Tomas Berdych gets his Monte-Carlo Masters campaign underway this afternoon a first round tie against Russia’s Andre Kuznetsov.
For so long Berdych maintained a top-eight position in the world rankings, which would have been good enough to grant him a bye into the second round in Monte Carlo, but the big Czech has fallen- slightly- off his consistent ways, and finds himself stuck at number 13 in the world, thereby having to endure the extra round in Monte Carlo.
A major reason for Berdych’s slide down the rankings was his shock opening round loss at Monte Carlo last year. He fell to Bosnia’s Damir Dzumhur, and as a result, lost a huge chunk of the points he had accrued from reaching the final in the previous season. The Czech will be keen to make amends for that with a run in the principality this year.
Berdych’s 2016 was not as poor a season as it would seem on the surface; he still reached the quarter finals or better in three of the four Grand Slams- which is standard for the Czech (missed the US Open because of appendicitis)- and reached a handful of quarter finals and semi-finals through the course of the season (picked up a title in Shenzhen as well), but there were just a little bit too many of those losses like the one in Monte Carlo. He was hurt by one really terrible patch of three straight defeats in Tokyo, Shanghai, and Vienna late in the year. The unforgiving nature of the rankings means runs like that will not go unpunished.
Berdych has again not been terrible this year, reaching semi-finals in Dubai and Rotterdam, and the quarter-finals in Miami, but with players like Grigor Dimitrov, Jo-Wilfried Tsonga and David Goffin finding form, reaching finals and winning titles; quarter-finals and semi-finals may not be good enough to keep the 31-year-old in the top 10 any longer. He simply has got to find a way to do more.
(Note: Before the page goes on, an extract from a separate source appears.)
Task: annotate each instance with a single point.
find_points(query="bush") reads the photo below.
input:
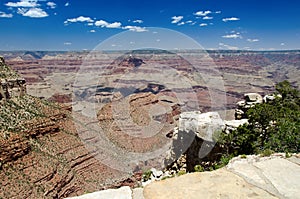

To be fair, three of his six losses this year have been against Roger Federer (twice) and Andy Murray, but that really has been the story of the Czech’s career- not being able to find that extra level to get past those four big guys on a more consistent basis.
Berdych isn’t due to play any of the big four in Monte Carlo until a potential quarter final against Andy Murray, and so he has got a good chance to put some points on this board this week. He starts against Russia’s Andre Kuznetsov.
The 26-year-old Kuznetsov has come through two rounds of qualifying to take his place in the main draw, as he looks to revive a season that has faded away after such a good start.
Kuznetsov began the season with a solid semi-final in Sydney, but he then lost six of his next seven matches, including five straight opening round defeats between the Australian Open and Indian Wells as his ranking dropped outside the top 70, having begun the year ranked number 45 in the world.
Kuznetsov enjoyed a pretty decent run on clay last season, reaching the quarter finals in Barcelona and Geneva, and losing to Kei Nishikori in the second round of the French Open, and he has shown decent form in the Monte Carlo qualies, getting past Julien Benneteau and Mikhail Youzhny to set up this meeting with Berdych.
Berdych won their only previous meeting in St. Petersburg last year- a tight contest that went into a third set tie break, and with the Russian apparently well set on the Monte Carlo clay, against an opponent who will be playing his first match on the surface this season, this may develop into a tricky opener for the big Czech.